I use a simple regular expression in this solution to get a set of alphanumeric characters only (also known as a "word"), the part in the regular expression that reads \p{L}\p{M} makes sure we also get all the multibyte characters.

我在这个解决方案中使用一个简单的正则表达式来获取一组字母数字字符(也称为“单词”),正则表达式中读取\ p {L} \ p {M}的部分确保我们也得到所有多字节字符。

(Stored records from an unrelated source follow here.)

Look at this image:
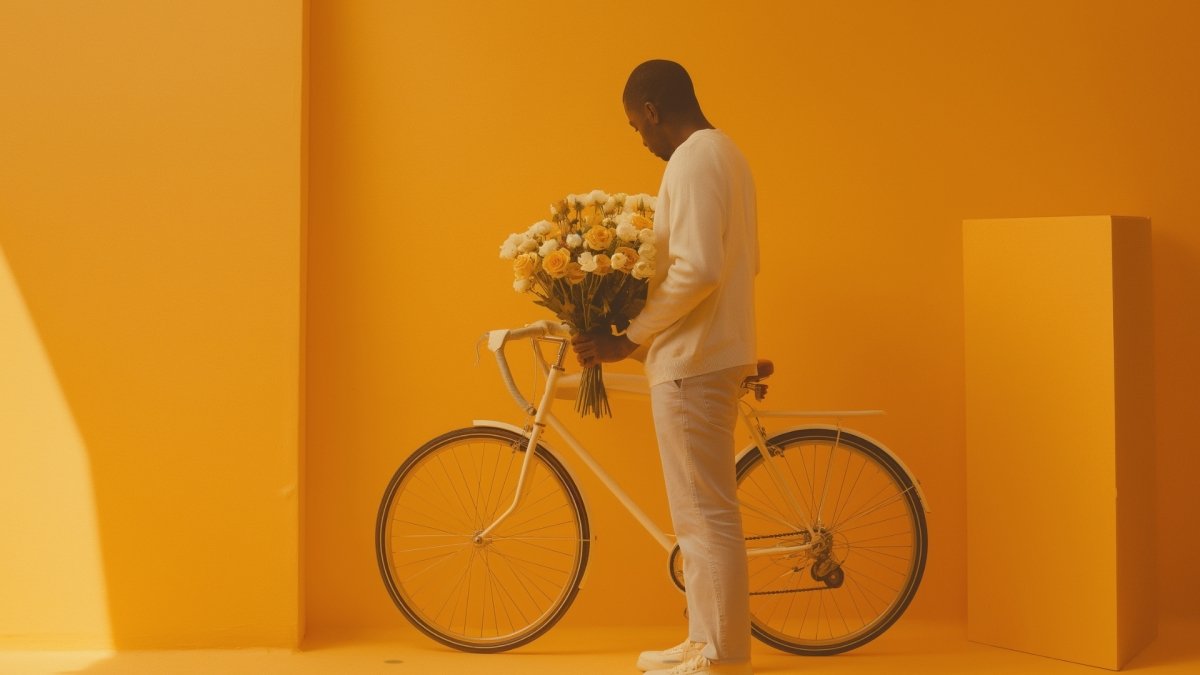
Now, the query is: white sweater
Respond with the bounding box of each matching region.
[625,129,758,386]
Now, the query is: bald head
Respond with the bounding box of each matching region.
[622,59,703,121]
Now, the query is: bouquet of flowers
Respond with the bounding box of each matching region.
[500,190,655,418]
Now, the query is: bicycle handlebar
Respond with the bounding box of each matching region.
[487,319,571,414]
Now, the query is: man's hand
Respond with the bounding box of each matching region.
[571,325,637,368]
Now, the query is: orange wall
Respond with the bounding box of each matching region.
[306,0,1200,631]
[0,0,304,647]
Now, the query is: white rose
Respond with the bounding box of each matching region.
[633,256,654,279]
[500,234,524,261]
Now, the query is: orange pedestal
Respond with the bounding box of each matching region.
[962,216,1156,669]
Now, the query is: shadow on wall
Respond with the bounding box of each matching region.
[1152,225,1200,617]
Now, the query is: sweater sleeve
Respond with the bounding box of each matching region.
[625,153,726,345]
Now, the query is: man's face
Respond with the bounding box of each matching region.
[625,103,674,161]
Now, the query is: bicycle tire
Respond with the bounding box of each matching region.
[376,426,590,652]
[737,428,929,656]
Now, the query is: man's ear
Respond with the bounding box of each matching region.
[644,101,660,125]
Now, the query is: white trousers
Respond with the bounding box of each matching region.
[650,368,750,662]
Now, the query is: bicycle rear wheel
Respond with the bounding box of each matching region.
[376,426,590,652]
[737,428,928,656]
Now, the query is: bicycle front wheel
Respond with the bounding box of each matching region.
[737,428,928,656]
[376,426,590,652]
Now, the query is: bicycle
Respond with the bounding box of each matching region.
[376,321,928,656]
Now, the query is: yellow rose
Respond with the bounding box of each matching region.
[512,252,538,279]
[612,246,637,274]
[541,249,571,279]
[592,253,612,276]
[566,263,587,286]
[583,225,612,251]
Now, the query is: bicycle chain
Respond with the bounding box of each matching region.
[745,532,808,542]
[746,532,829,596]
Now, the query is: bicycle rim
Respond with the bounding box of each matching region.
[738,429,928,656]
[376,428,589,652]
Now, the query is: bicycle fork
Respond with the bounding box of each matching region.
[474,338,568,544]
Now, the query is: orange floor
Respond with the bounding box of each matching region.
[0,621,1200,675]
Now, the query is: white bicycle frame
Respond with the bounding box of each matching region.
[475,321,929,556]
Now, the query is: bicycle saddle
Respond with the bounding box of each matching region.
[746,359,775,382]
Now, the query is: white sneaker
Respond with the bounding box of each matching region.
[646,653,754,675]
[637,640,704,670]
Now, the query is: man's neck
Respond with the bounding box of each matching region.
[670,115,716,156]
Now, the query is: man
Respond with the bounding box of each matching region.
[572,60,758,675]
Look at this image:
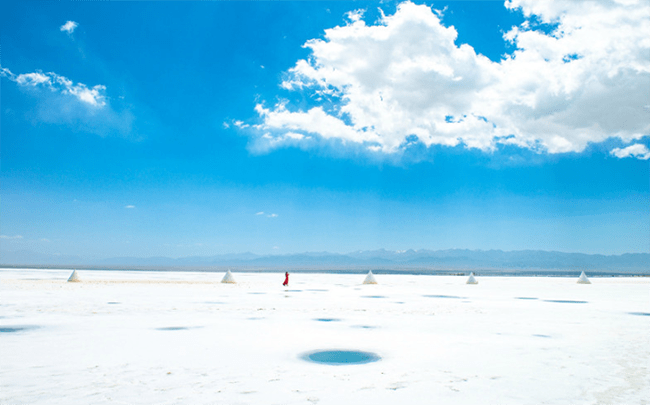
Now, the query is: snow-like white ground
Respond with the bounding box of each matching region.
[0,270,650,405]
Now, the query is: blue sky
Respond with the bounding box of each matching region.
[0,0,650,258]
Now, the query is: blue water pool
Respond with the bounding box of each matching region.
[302,350,381,366]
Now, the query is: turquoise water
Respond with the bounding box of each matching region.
[302,350,381,365]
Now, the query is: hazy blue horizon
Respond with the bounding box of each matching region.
[0,0,650,258]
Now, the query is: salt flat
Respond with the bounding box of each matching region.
[0,269,650,405]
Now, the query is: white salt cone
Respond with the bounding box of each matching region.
[363,271,377,284]
[221,270,237,284]
[578,271,591,284]
[68,270,81,283]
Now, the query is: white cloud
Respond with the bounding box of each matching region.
[0,66,134,136]
[0,66,106,108]
[60,21,79,34]
[249,0,650,153]
[610,143,650,160]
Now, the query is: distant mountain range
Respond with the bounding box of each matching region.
[0,249,650,274]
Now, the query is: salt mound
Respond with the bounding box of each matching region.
[68,270,81,283]
[221,270,237,284]
[363,271,377,284]
[578,271,591,284]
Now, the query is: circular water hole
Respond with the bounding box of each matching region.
[302,350,381,366]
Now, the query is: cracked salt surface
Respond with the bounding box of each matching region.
[0,269,650,405]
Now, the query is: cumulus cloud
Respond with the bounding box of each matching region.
[60,21,79,34]
[610,143,650,160]
[0,66,106,107]
[255,0,650,154]
[0,66,134,136]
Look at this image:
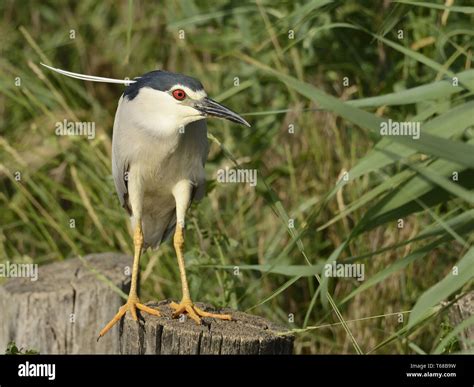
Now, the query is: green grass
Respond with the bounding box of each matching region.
[0,0,474,353]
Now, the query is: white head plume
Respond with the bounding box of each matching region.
[40,63,136,86]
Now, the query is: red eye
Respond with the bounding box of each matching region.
[173,89,186,101]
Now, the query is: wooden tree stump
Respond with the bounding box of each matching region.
[0,253,293,354]
[120,301,294,355]
[0,253,132,354]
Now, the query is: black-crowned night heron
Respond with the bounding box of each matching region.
[99,71,250,337]
[44,65,250,338]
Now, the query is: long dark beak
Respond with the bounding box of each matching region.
[195,97,250,127]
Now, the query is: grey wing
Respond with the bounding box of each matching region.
[112,95,132,215]
[112,150,132,215]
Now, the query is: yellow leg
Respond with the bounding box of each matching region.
[97,220,160,340]
[170,224,232,324]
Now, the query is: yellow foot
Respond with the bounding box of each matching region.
[97,297,160,341]
[170,300,232,324]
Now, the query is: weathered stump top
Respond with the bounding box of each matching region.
[120,300,294,355]
[0,253,293,354]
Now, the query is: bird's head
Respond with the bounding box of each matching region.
[122,71,250,134]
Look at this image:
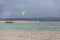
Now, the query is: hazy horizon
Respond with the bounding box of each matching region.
[0,0,60,19]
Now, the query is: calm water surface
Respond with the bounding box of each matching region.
[0,22,60,31]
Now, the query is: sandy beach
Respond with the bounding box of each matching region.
[0,30,60,40]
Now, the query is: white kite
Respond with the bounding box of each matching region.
[22,11,25,16]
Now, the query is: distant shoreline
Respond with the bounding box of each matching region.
[0,20,60,22]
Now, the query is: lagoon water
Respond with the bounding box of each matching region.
[0,22,60,31]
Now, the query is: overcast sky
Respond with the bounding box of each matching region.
[0,0,60,18]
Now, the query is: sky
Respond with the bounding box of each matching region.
[0,0,60,19]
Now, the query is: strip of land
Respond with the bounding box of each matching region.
[0,30,60,40]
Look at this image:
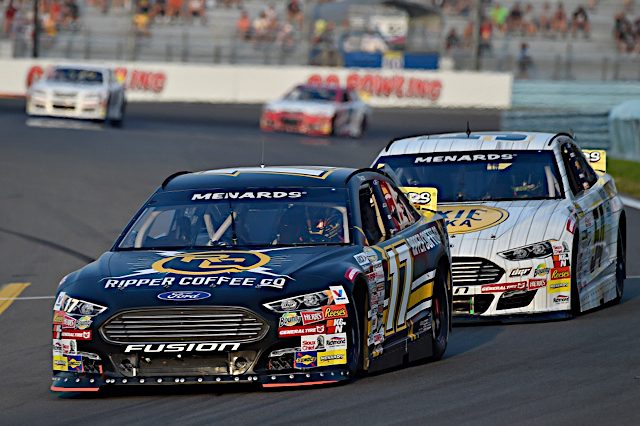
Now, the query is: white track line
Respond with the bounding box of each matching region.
[0,296,56,300]
[620,196,640,210]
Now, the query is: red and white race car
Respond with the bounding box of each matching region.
[260,85,371,138]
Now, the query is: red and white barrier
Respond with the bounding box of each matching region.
[0,59,513,109]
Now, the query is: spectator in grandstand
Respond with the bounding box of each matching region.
[489,2,509,33]
[507,2,522,33]
[252,11,269,42]
[444,28,461,52]
[571,6,591,38]
[167,0,184,21]
[522,3,539,36]
[287,0,304,29]
[538,2,553,35]
[2,0,18,35]
[518,43,533,78]
[188,0,207,24]
[613,12,640,53]
[133,0,151,37]
[236,9,251,40]
[150,0,169,23]
[551,2,569,36]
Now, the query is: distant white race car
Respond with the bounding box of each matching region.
[26,65,126,126]
[374,132,626,319]
[260,84,371,138]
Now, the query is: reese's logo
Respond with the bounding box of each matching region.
[151,251,271,275]
[438,206,509,234]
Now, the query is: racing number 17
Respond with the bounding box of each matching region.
[384,244,413,334]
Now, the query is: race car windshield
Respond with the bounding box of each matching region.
[47,68,103,84]
[285,87,338,102]
[117,188,350,250]
[379,151,563,202]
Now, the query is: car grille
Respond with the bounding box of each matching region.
[101,306,269,343]
[451,257,504,285]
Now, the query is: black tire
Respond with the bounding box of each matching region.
[571,230,581,316]
[111,100,126,128]
[613,225,627,304]
[430,268,451,361]
[350,283,369,377]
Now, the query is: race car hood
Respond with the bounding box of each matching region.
[61,246,358,310]
[438,200,570,256]
[265,99,336,116]
[31,81,106,94]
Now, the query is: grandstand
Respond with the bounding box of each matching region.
[0,0,640,80]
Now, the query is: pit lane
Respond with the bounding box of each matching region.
[0,101,640,425]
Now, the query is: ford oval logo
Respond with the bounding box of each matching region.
[158,291,211,302]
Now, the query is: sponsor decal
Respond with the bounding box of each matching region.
[400,186,438,211]
[124,343,240,353]
[509,268,531,277]
[318,349,347,367]
[353,253,371,267]
[549,266,571,281]
[553,253,571,268]
[307,71,442,102]
[103,250,291,290]
[327,318,347,334]
[367,331,384,345]
[53,339,78,354]
[53,355,69,371]
[302,311,324,325]
[548,280,571,293]
[480,281,529,293]
[329,285,349,305]
[407,226,441,256]
[191,191,306,201]
[438,205,509,234]
[344,267,359,282]
[322,305,349,319]
[553,294,569,304]
[59,330,92,340]
[67,355,83,373]
[413,153,518,164]
[278,324,326,337]
[151,251,271,275]
[293,351,318,368]
[76,315,93,330]
[53,292,67,312]
[113,67,167,93]
[158,291,211,302]
[527,278,547,290]
[278,312,301,327]
[300,334,327,351]
[533,263,550,277]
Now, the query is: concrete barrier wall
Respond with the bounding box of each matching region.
[0,59,512,109]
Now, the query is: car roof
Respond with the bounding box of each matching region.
[380,131,571,156]
[162,166,374,191]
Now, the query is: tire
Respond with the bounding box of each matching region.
[350,283,369,377]
[613,225,627,304]
[571,230,581,316]
[430,268,451,361]
[110,100,126,128]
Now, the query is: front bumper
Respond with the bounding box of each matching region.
[27,97,107,120]
[260,113,333,136]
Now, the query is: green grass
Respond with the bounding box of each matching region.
[607,158,640,199]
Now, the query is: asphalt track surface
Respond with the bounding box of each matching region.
[0,101,640,425]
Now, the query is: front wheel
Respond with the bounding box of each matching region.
[431,269,451,361]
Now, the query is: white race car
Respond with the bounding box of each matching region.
[374,132,626,319]
[27,65,126,126]
[260,84,371,138]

You can see this code working on IDEone.


function stripAccents($p_sSubject) {
    $sSubject = (string) $p_sSubject;

    $sSubject = str_replace('æ', 'ae', $sSubject);
    $sSubject = str_replace('Æ', 'AE', $sSubject);

    $sSubject = strtr(
        , utf8_decode('àáâãäåçèéêëìíîïñòóôõöøùúûüýÿÀÁÂÃÄÅÇÈÉÊËÌÍÎÏÑÒÓÔÕÖØÙÚÛÜÝ')
        , 'aaaaaaceeeeiiiinoooooouuuuyyAAAAAACEEEEIIIINOOOOOOUUUUY'

    return $sSubject;

function emphasiseWord($p_sSubject, $p_sSearchTerm){

    $aSubjects = preg_split('#([^a-z0-9\p{L}\p{M}]+)#iu', $p_sSubject, null, PREG_SPLIT_DELIM_CAPTURE);

    foreach($aSubjects as $t_iKey => $t_sSubject){
        $sSubject = stripAccents($t_sSubject);

        if(stripos($sSubject, $p_sSearchTerm) !== false || mb_stripos($t_sSubject, $p_sSearchTerm) !== false){
            $aSubjects[$t_iKey] = '<strong>' . $t_sSubject . '</strong>';

    $sSubject = implode('', $aSubjects);

    return $sSubject;

/////////////////////////////// Test \\\\\\\\\\\\\\\\\\\\\\\\\\\\\\\
$aTest = array(
      'goo' => 'I love Google to make my searches, but I`m starting to worry about privacy.'
    , 'peo' => 'people, People, PEOPLE, peOple, people!, people., people?, "people, people" péo'
    , 'péo' => 'people, People, PEOPLE, peOple, people!, people., people?, "people, people" péo'
    , 'gen' => '"gente", "inteligente", "VAGENS", and "Gente" ...vocês da física que passam o dia protegendo...'
    , 'voce' => '...vocês da física que passam o dia protegendo...'
    , 'o' => 'Characters like æ,ø,å,Æ,Ø and Å are used in Denmark, Sweden and Norway'
    , 'ø' => 'Characters like æ,ø,å,Æ,Ø and Å are used in Denmark, Sweden and Norway'
    , 'ae' => 'Characters like æ,ø,å,Æ,Ø and Å are used in Denmark, Sweden and Norway'
    , 'Æ' => 'Characters like æ,ø,å,Æ,Ø and Å are used in Denmark, Sweden and Norway'

$sContent = '<dl>';
foreach($aTest as $t_sSearchTerm => $t_sSubject){
    $sContent .= '<dt>' . $t_sSearchTerm . '</dt><dd>' . emphasiseWord($t_sSubject, $t_sSearchTerm) .'</dd>';
$sContent .= '</dl>';

echo $sContent;



I bet it will be easier to change your regular expression to check any word containing the term, what about:





I don't understand the importance of matching everything else in the search string, wouldn't this simply be enough?


<?=preg_replace('/\b\S*'.$GET['s'].'\S*\b/i', '<strong>$0</strong>', $message);?>

As far as I can tell, you are only putting the matched word in a html tag, but not doing anything to the rest of the string?


The above regex works fine for cases where you are only matching whole words, captures multiple matches within a string (should there be more than one) and also works fine with case insensitivity.